Academics and journalists in Mexico are facing a two-front battle against the government and organized crime given their role in seeking to provide transparency. Meanwhile, in both El Salvador and Guatemala, the rule of law and due process have been destroyed by unlawful executive actions similar to those in Nicaragua and Venezuela over the years to remove prosecutors and judges who are viewed as unfriendly or who have opened inquiries into corruption in the executive branch.

Hope for the Future

Honduras is the somewhat unlikely sign of hope in the region after the extensive allegations of election fraud in the 2017 election, which ushered in the second term of the incumbent Juan Orlando Hernández. But the new Xiomara Castro administration, installed in January, has made anticorruption and a respect for human rights its core mission and made good on a promise to begin to re-establish an international anticorruption commission in the country. The arrest of Hernández, the past president, to face extradition to the U.S. on drug-trafficking charges, is also a positive step toward making good on campaign promises. However, there is still a long way to go to ensure transparency and the rule of law for all.

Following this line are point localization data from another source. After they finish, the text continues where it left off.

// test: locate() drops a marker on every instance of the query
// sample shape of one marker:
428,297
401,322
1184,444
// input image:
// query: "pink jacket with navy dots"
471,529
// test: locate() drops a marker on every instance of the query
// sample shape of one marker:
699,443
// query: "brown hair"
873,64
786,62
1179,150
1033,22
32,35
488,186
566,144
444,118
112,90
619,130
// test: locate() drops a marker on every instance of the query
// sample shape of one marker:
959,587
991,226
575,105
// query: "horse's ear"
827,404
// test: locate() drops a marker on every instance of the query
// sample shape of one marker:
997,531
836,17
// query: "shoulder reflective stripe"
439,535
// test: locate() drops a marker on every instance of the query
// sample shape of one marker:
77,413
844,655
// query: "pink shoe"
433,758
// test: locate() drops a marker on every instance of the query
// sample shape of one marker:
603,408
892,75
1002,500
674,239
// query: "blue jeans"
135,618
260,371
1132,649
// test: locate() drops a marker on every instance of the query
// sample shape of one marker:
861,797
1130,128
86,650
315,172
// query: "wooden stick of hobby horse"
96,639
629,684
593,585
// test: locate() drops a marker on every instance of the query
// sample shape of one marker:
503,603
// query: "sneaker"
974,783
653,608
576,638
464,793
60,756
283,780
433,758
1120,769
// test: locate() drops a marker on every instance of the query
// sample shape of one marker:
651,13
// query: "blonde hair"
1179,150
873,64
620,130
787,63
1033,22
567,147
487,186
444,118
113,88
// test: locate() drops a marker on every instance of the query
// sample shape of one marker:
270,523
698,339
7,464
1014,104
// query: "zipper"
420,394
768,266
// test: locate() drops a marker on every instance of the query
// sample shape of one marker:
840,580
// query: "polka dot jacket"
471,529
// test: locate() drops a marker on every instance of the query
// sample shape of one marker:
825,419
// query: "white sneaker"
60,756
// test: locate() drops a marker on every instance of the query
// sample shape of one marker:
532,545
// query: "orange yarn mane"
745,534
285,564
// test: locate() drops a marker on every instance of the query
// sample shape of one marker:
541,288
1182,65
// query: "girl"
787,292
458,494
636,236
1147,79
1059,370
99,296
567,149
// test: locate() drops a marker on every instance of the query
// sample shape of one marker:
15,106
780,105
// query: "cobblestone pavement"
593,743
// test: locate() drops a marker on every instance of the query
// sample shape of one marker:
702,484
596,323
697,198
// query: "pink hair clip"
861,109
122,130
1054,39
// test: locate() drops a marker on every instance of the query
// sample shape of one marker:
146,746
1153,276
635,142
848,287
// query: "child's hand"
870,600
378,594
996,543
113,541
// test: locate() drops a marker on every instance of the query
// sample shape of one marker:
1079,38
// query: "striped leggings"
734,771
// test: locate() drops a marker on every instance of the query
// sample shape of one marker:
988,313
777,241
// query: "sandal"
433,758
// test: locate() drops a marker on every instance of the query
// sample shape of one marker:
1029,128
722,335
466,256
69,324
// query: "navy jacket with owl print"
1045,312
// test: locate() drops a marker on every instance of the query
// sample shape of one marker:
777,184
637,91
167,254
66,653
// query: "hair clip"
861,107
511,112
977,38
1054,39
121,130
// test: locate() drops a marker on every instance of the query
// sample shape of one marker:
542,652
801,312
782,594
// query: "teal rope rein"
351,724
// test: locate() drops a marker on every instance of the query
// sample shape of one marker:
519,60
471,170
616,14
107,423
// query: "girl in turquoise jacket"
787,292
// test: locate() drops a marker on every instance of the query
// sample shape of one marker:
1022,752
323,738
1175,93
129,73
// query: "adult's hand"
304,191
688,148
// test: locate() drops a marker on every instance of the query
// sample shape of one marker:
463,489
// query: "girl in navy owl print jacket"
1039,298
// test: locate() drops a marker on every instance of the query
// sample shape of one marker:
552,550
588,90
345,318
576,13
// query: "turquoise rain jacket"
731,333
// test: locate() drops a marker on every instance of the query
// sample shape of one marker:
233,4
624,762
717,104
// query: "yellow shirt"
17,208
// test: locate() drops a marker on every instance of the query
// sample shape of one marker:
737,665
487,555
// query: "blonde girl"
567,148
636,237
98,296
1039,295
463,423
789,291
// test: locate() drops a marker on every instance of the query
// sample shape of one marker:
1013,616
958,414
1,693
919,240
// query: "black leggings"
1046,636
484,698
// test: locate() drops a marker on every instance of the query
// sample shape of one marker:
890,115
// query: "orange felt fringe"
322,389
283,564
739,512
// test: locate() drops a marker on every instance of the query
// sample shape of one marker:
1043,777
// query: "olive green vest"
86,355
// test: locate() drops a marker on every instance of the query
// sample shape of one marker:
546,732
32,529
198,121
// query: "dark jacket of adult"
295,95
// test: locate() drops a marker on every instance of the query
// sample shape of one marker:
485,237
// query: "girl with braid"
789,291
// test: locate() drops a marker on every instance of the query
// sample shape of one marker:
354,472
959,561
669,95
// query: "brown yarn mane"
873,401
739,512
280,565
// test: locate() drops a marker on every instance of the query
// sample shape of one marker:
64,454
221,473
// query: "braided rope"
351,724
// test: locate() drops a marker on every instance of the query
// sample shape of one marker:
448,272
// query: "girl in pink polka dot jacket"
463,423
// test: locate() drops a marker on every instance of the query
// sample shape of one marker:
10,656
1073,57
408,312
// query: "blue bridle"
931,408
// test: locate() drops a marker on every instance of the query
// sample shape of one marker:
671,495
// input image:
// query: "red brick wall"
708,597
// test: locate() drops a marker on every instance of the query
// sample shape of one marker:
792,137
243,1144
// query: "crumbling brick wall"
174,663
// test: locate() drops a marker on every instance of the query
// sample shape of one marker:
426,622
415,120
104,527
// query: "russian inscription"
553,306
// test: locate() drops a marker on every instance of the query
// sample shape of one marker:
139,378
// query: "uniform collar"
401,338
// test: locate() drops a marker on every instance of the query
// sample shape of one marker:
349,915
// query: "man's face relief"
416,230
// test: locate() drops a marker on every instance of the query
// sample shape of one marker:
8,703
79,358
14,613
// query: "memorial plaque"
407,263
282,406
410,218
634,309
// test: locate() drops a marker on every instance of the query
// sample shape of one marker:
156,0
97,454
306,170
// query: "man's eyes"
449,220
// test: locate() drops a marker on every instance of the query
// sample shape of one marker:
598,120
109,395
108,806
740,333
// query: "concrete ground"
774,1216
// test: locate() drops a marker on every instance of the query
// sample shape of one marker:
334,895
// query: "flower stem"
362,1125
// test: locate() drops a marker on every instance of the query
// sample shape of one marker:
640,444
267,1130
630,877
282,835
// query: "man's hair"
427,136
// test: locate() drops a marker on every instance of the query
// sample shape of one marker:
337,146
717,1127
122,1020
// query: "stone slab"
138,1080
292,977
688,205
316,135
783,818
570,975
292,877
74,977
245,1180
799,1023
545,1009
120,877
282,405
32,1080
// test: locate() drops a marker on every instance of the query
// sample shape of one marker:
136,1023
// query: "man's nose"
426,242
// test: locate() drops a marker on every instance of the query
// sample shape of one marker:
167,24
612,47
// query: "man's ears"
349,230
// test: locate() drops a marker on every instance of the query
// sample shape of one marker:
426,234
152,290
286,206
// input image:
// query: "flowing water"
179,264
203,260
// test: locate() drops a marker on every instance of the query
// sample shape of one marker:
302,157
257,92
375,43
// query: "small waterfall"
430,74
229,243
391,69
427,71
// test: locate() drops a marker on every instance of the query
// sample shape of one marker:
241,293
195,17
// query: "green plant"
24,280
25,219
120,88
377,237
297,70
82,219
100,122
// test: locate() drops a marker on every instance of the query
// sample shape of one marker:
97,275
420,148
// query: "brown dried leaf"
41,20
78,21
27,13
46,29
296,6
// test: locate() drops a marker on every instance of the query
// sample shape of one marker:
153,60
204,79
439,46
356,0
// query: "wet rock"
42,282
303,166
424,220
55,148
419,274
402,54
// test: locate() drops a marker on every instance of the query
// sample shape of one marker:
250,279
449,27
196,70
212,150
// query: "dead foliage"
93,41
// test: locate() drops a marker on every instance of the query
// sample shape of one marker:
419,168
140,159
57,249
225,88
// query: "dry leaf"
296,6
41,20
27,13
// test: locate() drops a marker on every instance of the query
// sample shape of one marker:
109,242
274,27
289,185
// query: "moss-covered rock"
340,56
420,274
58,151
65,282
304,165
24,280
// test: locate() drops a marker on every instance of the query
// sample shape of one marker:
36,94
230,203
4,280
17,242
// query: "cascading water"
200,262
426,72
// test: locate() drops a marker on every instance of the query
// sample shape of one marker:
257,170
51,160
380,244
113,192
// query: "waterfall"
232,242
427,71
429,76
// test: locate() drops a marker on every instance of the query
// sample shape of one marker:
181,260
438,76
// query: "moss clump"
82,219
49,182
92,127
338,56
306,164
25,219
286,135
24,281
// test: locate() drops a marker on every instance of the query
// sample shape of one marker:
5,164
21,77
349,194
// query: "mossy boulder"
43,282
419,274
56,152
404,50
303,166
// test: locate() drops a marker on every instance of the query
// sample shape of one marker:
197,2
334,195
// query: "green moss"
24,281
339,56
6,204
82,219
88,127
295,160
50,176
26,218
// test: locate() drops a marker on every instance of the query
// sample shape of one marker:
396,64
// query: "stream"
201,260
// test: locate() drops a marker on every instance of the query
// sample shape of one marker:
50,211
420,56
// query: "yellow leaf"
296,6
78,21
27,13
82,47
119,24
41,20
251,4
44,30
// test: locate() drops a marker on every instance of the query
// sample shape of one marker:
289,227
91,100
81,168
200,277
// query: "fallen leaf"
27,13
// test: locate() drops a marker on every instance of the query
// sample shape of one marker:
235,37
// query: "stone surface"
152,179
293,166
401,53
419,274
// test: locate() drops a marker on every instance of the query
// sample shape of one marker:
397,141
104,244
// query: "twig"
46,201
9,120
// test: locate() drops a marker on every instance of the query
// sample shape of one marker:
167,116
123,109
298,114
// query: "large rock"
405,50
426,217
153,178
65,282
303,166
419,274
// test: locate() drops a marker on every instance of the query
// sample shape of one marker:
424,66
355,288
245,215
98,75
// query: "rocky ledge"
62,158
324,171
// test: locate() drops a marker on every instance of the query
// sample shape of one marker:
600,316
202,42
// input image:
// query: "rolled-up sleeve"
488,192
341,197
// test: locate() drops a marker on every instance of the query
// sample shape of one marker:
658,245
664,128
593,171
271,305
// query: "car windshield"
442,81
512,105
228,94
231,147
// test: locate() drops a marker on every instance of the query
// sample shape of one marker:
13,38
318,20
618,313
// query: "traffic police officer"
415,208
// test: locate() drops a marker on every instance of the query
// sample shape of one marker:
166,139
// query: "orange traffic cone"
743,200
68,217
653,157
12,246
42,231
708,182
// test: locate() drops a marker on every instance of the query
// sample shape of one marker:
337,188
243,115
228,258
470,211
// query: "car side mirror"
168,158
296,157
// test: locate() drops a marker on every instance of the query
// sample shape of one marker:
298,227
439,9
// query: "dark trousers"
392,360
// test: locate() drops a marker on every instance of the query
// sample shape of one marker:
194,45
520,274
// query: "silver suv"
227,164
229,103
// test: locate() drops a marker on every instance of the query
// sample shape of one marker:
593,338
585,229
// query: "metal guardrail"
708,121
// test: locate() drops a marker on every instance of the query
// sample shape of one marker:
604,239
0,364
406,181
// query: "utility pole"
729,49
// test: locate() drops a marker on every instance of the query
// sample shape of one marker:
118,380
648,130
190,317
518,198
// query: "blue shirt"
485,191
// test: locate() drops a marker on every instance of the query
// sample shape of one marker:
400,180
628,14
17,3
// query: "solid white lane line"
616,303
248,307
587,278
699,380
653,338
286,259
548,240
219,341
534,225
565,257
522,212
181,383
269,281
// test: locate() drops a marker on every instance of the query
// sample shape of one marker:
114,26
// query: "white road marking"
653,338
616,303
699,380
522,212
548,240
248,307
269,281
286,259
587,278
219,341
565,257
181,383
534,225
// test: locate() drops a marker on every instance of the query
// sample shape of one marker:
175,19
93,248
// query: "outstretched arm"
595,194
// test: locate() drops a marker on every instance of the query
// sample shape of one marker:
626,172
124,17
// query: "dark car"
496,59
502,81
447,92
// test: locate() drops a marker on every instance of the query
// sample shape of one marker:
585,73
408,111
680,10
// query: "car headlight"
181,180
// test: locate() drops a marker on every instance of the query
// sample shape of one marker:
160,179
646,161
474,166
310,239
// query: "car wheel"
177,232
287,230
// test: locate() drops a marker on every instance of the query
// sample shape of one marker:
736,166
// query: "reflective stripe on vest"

How far will antidemocratic actions go in each country? The answer to that question depends in large part on the response of the international community, including university and church leadership. While regional and global governments should continue to pressure for respect for democratic norms, they must be joined by university and church leaders to stop the contagion and re-establish freedom of expression—including academic freedom and freedom from undue interference in universities—as a universal right. Universities and the Catholic Church, while far from perfect, are respected and guided by Christian principles ostensibly shared by leaders in the region. We must not be silent.

In our research, we have found that having hope in the future is the single most powerful predictor of people wanting to stay versus migrate from Central America. Universities everywhere, especially those whose mission, rooted in Catholic social teaching, is to promote social change in favor of the most vulnerable, are indispensable in the establishment that hope for a better future. They must not be silenced.